Friday, September 27, 2019

I lost 2lbs this week and you can too!

Ok, I know what you're thinking. "This guy lost a whopping two pounds this week? So what?" Well let me tell you what. The two pounds is significant.

You see, I've been big my whole life. I was always bigger than everyone else. 350lbs was my largest at one point. And with the beautiful support of this sub, and my health team, I started my weight loss journey seriously back in the end of summer 2017. A student shadowing my doctor in a checkup visit suggested a health coach for wellness offered by my health insurance. Everything was great. Packets of information on nutrition and motivation were sent for me to read, and I did. Under 2000 calories and 70g fat daily was the established plan. I tracked with MyFitnessPal and had weekly calls with my health coach. Everything was going to plan. The weight was coming off, people were noticing, and I was feeling great. By early March of 2018 I had dropped down to about 315, if my memory serves correctly. But then, I got sick, like, really sick.

Nobody needs the dirty details, but I wasn't eating from being ill and my weight took a huge 5lb drop within a few days, to 310. My energy was gone, depleted. And as luck would have it, March 2018 was the scheduled end time with my health coach. I would've loved to have been able to keep our coaching phone calls up, the accountability is what I attributed my success to. But, this time was what the health insurance allowed, and my coach had other patients to now help. However, the few weeks of not eating properly and consistently as I had broke my routine. I stopped tracking my calories and the weight stopped coming off. And then it never started to lose again.

Months continue to pass, I'm not tracking my calories, and the weight isn't coming down. And as some of you may know, it inevitably starts to go back up. Just a few pounds at first, but then more. Imagine having that success, and then the frustrations of it all stopping. It's enough to drive a person mad. But it's far too easy to become complacent, and I sure did. I was unhappy with the results, but I wasn't putting in the effort. This trend continued on and on, until this Monday. Seeking for the silver lining, I'm happy to report that in my year and a half I only put 12lbs back on to get up to 322.

Now, I'm not sure what exactly clicked for me, or what the kick in the butt was that I needed. But, I just decided, this Monday, I would count my calories, and stay under that 2,000 mark for the day.

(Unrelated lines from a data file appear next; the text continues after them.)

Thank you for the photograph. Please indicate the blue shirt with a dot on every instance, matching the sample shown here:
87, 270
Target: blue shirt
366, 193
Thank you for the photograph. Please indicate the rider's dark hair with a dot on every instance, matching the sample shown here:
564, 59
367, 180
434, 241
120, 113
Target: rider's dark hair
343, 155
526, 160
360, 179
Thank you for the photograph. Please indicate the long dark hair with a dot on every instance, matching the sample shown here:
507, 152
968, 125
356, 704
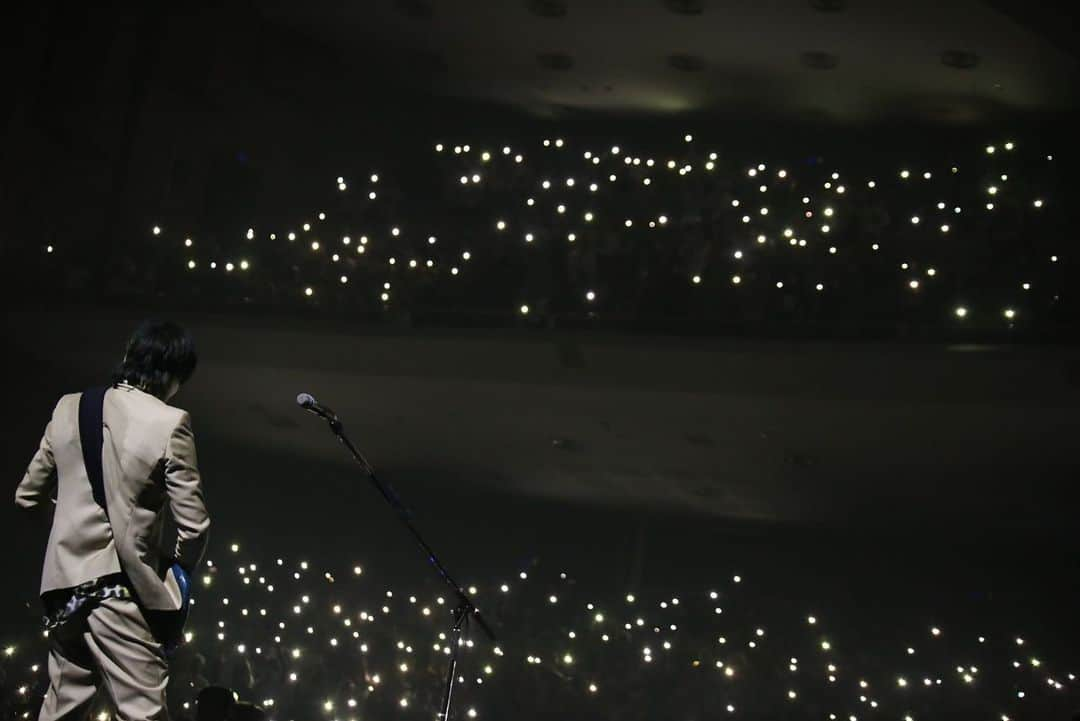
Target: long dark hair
157, 353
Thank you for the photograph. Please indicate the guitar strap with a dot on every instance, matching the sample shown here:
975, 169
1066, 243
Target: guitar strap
166, 625
92, 437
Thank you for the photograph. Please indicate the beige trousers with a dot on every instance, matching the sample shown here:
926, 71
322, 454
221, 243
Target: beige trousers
111, 649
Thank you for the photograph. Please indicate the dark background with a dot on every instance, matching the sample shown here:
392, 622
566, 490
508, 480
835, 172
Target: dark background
916, 479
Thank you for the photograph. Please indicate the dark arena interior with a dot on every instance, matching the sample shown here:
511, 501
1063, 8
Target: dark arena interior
721, 351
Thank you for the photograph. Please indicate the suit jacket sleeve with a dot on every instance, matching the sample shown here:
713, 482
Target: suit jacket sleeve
40, 479
186, 502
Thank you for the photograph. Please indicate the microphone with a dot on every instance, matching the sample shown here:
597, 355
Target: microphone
307, 402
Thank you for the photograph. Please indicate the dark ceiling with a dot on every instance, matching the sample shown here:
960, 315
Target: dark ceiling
953, 63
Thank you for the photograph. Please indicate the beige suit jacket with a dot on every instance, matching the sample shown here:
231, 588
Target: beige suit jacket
151, 476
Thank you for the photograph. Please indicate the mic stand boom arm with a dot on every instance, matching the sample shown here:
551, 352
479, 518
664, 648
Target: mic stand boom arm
464, 609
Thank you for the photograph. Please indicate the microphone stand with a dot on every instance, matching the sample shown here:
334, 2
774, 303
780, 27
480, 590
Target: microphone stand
464, 609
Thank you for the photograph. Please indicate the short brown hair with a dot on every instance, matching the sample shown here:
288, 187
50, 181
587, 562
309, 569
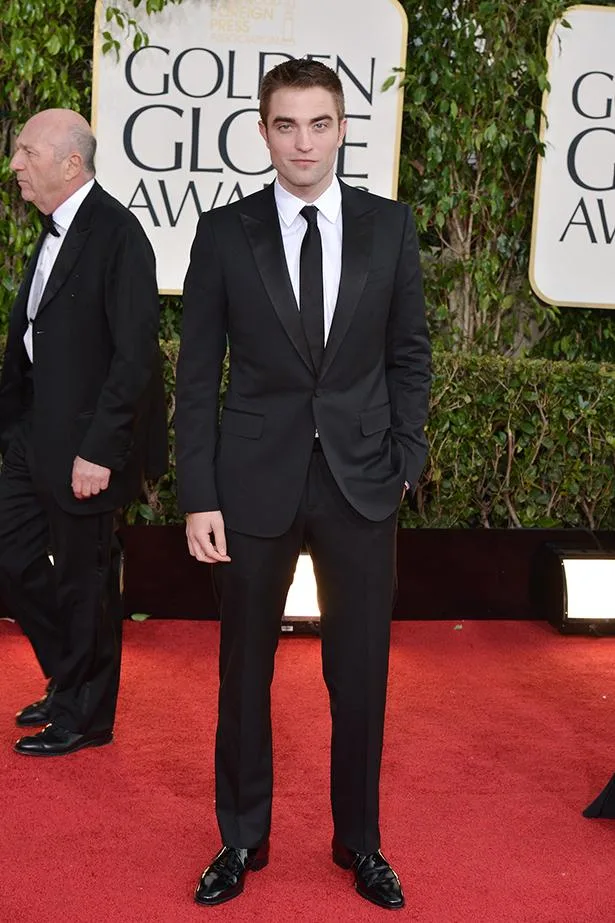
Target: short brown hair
301, 74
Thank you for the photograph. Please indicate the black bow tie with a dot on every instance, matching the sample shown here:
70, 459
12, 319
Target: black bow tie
49, 225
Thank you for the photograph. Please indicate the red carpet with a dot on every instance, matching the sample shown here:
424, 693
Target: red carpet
498, 735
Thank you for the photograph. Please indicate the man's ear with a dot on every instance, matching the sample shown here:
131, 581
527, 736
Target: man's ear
74, 166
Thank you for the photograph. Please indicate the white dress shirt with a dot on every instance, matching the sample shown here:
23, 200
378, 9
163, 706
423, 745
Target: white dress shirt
62, 218
293, 227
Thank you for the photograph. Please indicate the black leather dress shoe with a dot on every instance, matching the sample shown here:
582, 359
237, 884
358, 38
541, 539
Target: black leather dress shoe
54, 740
223, 879
375, 880
39, 712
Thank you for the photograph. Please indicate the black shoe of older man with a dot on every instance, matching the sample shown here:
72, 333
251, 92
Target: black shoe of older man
39, 712
375, 880
224, 878
54, 740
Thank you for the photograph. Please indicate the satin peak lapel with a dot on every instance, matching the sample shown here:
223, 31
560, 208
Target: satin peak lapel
18, 316
265, 239
357, 238
65, 260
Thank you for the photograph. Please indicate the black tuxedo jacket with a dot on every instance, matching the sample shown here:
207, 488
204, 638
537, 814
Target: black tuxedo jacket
368, 400
97, 380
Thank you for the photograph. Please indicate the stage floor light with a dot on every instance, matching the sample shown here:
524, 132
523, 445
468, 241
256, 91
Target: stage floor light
577, 590
301, 612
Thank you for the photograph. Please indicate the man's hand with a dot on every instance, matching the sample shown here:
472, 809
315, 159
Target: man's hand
199, 530
88, 479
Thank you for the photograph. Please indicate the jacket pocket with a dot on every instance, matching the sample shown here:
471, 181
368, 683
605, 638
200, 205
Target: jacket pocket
376, 420
240, 423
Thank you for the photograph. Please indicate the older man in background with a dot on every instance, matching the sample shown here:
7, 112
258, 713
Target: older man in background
82, 421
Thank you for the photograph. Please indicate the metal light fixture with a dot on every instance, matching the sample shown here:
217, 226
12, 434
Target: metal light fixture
301, 612
576, 590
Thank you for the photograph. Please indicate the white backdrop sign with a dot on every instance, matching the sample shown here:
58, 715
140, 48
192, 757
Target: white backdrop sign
572, 259
176, 120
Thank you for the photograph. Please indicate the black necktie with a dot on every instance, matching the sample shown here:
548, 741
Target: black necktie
311, 299
49, 225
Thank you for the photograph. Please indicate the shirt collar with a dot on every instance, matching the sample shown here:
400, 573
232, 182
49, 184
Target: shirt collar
64, 213
329, 202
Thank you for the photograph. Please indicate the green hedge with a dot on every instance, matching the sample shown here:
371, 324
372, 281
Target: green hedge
514, 442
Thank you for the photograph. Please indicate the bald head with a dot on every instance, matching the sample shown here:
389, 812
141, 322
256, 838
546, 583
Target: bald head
54, 156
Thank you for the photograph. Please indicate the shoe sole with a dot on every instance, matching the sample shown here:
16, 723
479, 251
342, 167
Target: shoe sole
346, 865
255, 867
100, 742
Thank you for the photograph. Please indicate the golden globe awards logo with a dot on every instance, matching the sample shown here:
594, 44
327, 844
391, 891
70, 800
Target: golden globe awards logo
574, 211
176, 120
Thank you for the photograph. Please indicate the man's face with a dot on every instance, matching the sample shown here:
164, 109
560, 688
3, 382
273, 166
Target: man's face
303, 134
41, 177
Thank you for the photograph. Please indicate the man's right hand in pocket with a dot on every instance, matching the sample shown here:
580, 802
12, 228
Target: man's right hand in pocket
206, 537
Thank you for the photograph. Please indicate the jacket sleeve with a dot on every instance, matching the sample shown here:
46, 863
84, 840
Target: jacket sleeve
199, 372
408, 357
132, 307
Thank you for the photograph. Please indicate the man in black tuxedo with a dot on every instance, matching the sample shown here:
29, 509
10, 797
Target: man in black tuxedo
316, 286
82, 420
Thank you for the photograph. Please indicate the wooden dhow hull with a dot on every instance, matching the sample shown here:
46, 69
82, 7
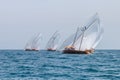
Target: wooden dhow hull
77, 52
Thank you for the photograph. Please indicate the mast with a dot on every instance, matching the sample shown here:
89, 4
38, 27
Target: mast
75, 36
82, 29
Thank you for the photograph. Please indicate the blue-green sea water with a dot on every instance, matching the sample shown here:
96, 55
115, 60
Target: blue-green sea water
45, 65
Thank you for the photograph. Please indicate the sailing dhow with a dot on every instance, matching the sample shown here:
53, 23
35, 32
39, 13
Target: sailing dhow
85, 39
34, 43
53, 42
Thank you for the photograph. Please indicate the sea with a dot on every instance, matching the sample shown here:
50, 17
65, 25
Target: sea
47, 65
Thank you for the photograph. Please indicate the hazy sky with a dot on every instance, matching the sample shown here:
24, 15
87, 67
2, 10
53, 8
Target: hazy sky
22, 19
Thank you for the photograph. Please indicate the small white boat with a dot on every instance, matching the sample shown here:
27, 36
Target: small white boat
34, 43
85, 39
53, 42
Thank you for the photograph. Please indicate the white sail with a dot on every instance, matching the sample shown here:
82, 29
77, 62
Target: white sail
34, 43
89, 35
98, 39
72, 39
53, 41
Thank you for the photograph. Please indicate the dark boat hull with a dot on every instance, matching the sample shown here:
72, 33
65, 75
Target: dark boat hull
31, 50
51, 50
74, 52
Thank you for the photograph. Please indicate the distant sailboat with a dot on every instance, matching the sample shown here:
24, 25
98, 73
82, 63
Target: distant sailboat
34, 43
53, 42
85, 39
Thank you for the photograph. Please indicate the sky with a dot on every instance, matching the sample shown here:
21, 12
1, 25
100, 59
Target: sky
22, 19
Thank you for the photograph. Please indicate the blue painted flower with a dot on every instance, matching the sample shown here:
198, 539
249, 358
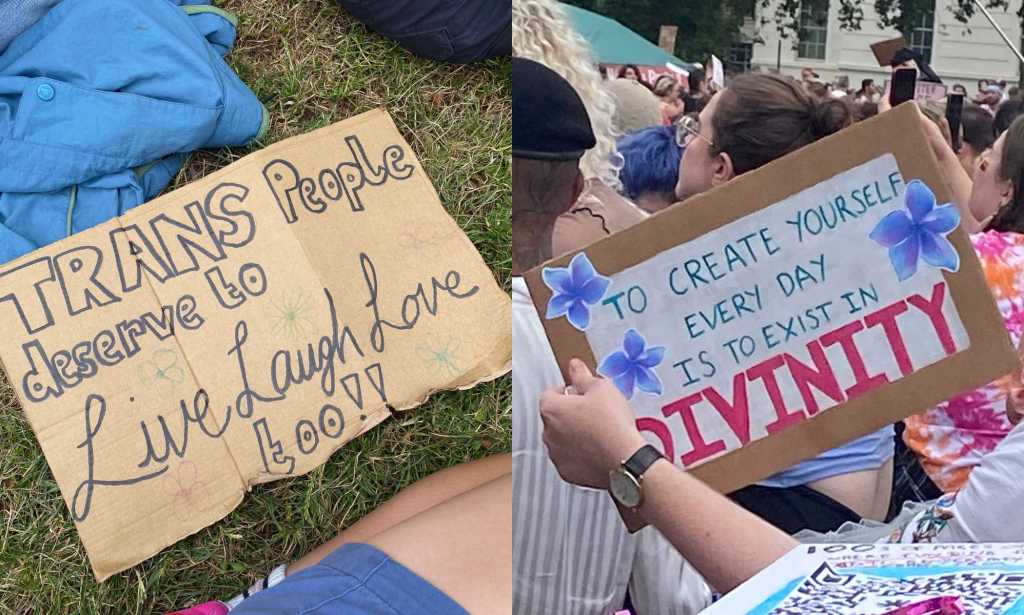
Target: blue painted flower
633, 365
920, 234
576, 288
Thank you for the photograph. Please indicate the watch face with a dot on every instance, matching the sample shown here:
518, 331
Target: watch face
624, 488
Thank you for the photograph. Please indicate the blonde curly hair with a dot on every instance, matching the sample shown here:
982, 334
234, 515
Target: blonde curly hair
541, 32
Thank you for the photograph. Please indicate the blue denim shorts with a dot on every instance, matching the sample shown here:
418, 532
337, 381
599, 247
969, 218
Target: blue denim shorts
355, 579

I reinstalled MyFitnessPal, and tracked everything that entered my mouth as best as I could. I used the bar code scanner for any product that had it and took my best guesses for food that was unmarked. I amended recipes I was cooking to only use the suggested amounts on the nutrition label, instead of eye-balling the ingredients. And on Monday, I succeeded. I finished the day, at my best guesses, around 1,800 calories.

Then came Tuesday. I decided if I can win Monday, I can win today too. Again I tracked everything I could. And when my coworkers wanted to go out to lunch, to a restaurant with no nutritional facts, I broke down the dish into it's ingredients and added them individually. I even overcame my anxiety, and asked a restaurant employee the weight of the meat in the dish to best guess, and he had the exact answer for me right off the top of his head. I finished Tuesday, in the 1,800 calorie range again.

Wednesday, and Thursday, have been more of the same. I'm just deciding to win that day. One day at a time, one meal at a time, one entry to MyFitnessPal at a time. I've successfully stayed under 2,000 calories every day this week. Scanning every label, or being honest and guessing every ingredient I was eating.

Which brings us to today, Friday morning. My doctor always said I should weigh myself in the morning, the same day of each week, after using the bathroom. Today, I brewed myself a cup of coffee, started the laundry, prepared myself, and stepped on the scale. As the title suggest, no more 3-2-2 like I had seen last week. Instead, 3-2-0! I lost 2lbs just by committing to win one day at a time, and meet my calorie goal. I've been hungry along the way, but I'm doing my best to distract myself with a fun activity, or a nap.

So finally, again, 2lbs, so what? But these 2lbs are so much more than that. They're the realization, that I can start weight loss again. That if I can lose, so can you. That if any of us get off track, we can still get back on track. It's not too late. I had the realization this morning, remembering that I want to be one of the major success stories on this subreddit. But for any of those folks who've lost the huge amounts, they started right here at week 1, with their own 2lb weight loss. So please, don't get discouraged. Even if you're like me, and you're in this sub, and you haven't done anything meaningful for a long period of time. Just commit to your plan, stick to it. Be honest with yourself, and get your next 2lbs! That's all this is, is just a daily fight, to win the day, and get your next 2lbs gone. If I can overcome the things in my life, I think any of you can too. And if you don't think so, please contact me. I will do what I can to help you figure it out too!

I plan to stay under 2,000 calories today, and I'm determined to do so. But tomorrow, I'm going to smash some of my fiance's homemade chocolate chip cookies. And then Sunday, I'm going right back to the counting and tracking. One day at a time.